Q: Prototypes are usually expensive. What are the basic economics of the MicroGrid?  

Mac:  So far, there are no scalable economies in microgrids. The capital requirement goes up in relation to area. We did make a substantial capital investment. But after that, the marginal cost of electricity is zero. Your energy source is clean and free -- photons from the sun.

The growth of our MicroGrid was organic, built over five years with one-by-one additions, which really is easier and reduces upfront costs. Jorge’s work is making microgrids more modular, moving toward plug-and-play.

Yes, ours was a prototype, and not inexpensive. For the next one, the capital requirements will go down by a factor of five. By the tenth one, they will be down by a factor of 20.

Q: So, what is the future for microgrids, going big or small?

Mac: Both. Every new skyscraper can and should be its own microgrid. The same is really true of every building, as I mentioned.

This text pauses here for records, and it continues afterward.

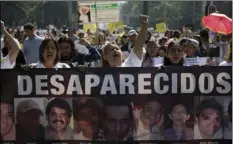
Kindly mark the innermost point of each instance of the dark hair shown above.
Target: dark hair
(180, 103)
(65, 39)
(60, 103)
(29, 26)
(42, 48)
(209, 103)
(176, 34)
(167, 61)
(204, 34)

Jorge and I are designing a conceptual model of a 2,000-square-foot, single-family dwelling that is a microgrid. Actually, most of the energy will be consumed by the two cars in the garage, whether battery- or hydrogen-fuel-cell-powered electric. The house would consume 2.3 tons of hydrogen per year; the cars, 5.3 tons, assuming 40 miles per day. Electricity would replace natural gas.

The house would have solar arrays on the roof, a small electrolyzer, storage and backup batteries, hydrogen storage, fuel cells, and a small fueling station. A cistern beneath the driveway will hold collected rainwater. It would be totally self-sufficient, and we would build it from scratch to avoid retrofit problems.